5. Kedilerden korkuyordu (muhtemelen)
Garip bir şekilde, Büyük İskender, Jül Sezar, Cengiz Han, Mussolini, Hitler ve adamımız Napolyon gibi bir dizi tarihi zorbanın Ailurofobi, yani kedi korkusundan muzdarip olduğu söylenir. Bununla birlikte, Napolyon'un kedilerden korktuğu yönündeki yaygın iddiayı destekleyecek çok az kanıt olduğu ortaya çıksa da, bunun bu kadar yaygın bir söylenti haline gelmesiHatta sözde korkusunun bebekken uğradığı bir vahşi kedi saldırısından kaynaklandığı iddia ediliyor.
6. Rosetta Taşı'nı keşfetti
Şu anda Londra'daki British Museum'da bulunan Rosetta Taşı, Mısır hiyeroglifi, demotik Mısır ve eski Yunanca olmak üzere üç yazıyla oyulmuş granit bir levhadır. Mısır hiyerogliflerinin deşifre edilmesinde hayati bir rol oynamıştır ve uzun zamandır son derece önemli bir eser olarak kabul edilmektedir. 1799'daki Mısır seferi sırasında Napolyon'un askerleri tarafından keşfedildiği gerçeği ise daha az bilinmektedir.
7. Boynunda zehir taşıyordu
Napolyon'un boynuna taktığı bir kordona bağlı bir zehir şişesi taşıdığı ve yakalanması halinde bu şişeyi hemen içebileceği söylenir. Görünüşe göre, Elba'ya sürgüne gönderilmesinin ardından 1814'te zehiri içmiş, ancak o zamana kadar etkisi azalmış ve sadece onu şiddetli bir şekilde hasta etmeyi başarmıştır.
8. Onu Saint Helena'daki sürgünden kurtarmak için bir denizaltı kaçış planı yapıldı
Napolyon'un son yıllarını geçirdiği adanın havadan görünümü.
Waterloo'daki yenilgisinin ardından Napolyon, Güney Atlantik'te en yakın karadan 1.200 mil uzaklıktaki küçük bir ada olan Saint Helena'ya sürgün edildi.
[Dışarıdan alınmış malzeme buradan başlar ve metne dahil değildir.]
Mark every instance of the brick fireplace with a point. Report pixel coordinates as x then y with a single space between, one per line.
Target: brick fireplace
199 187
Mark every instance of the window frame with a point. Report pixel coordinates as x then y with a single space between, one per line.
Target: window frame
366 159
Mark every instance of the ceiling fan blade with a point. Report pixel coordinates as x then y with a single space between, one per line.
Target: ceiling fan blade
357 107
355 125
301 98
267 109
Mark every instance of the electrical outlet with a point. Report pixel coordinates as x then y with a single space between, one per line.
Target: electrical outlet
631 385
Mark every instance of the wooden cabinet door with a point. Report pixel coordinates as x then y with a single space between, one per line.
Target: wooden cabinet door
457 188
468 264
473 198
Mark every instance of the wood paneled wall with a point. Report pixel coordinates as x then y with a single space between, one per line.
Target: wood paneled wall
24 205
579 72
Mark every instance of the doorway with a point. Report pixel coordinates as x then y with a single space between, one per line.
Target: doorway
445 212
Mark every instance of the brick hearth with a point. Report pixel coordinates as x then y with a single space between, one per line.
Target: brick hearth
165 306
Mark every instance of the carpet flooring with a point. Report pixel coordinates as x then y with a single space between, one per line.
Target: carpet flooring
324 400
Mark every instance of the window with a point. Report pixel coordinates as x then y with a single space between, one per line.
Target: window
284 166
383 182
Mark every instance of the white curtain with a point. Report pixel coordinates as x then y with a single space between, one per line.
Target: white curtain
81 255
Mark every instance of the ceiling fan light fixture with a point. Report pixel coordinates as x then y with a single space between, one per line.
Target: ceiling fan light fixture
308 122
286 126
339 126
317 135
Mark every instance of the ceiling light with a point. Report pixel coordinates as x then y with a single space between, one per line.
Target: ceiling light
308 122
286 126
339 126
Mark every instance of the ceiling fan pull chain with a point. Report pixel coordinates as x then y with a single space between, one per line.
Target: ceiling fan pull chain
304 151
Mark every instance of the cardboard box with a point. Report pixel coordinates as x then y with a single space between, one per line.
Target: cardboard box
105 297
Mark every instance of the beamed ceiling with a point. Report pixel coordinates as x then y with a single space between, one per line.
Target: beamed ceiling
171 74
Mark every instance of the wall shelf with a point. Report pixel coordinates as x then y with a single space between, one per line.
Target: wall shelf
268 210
Böylesine izole bir hapsedilmeden kaçmanın neredeyse imkansız olduğu düşünülüyordu. Buna rağmen, sürgündeki İmparatoru kurtarmak için, iki eski denizaltı ve mekanik bir sandalyeyi içeren cüretkar bir plan da dahil olmak üzere çok sayıda plan yapıldı.
9. O değildi o kısa
Gerçekten de kısa boylu, aşırı agresif insanları tanımlamak için kullanılan "Napolyon kompleksi" terimi, kavramsal olarak onun meşhur küçücük boyuna bağlıdır. Ancak aslında Napolyon öldüğünde Fransız birimleriyle 1,5 metre 2 santim boyundaydı - modern ölçü birimleriyle 1,5 metre 6,5 santime eşdeğerdi - ki bu da o dönemde belirgin bir şekilde ortalama bir boydu.Zaman.
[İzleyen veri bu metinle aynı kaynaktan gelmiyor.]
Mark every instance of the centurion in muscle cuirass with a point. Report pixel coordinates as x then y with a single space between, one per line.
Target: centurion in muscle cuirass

10. Ölüm nedeni hala gizemini koruyor
Napolyon uzun ve tatsız bir hastalığın ardından 51 yaşında Saint Helena adasında öldü. Ancak bu hastalığın nedeni hiçbir zaman kesin olarak belirlenemedi ve ölümü komplo teorileri ve spekülasyonlarla çevrili bir konu olmaya devam ediyor. Resmi ölüm nedeni mide kanseri olarak kaydedildi, ancak bazıları işin içinde bir cinayet olduğunu iddia ediyor. Gerçekten de, aslında zehirlendiği iddialarıNormalden çok daha yüksek arsenik konsantrasyonu gösteren saç örneklerinin analizi ile desteklenmektedir. Ayrıca yatak odasının duvar kağıdında arsenik bulunduğu iddia edilmektedir.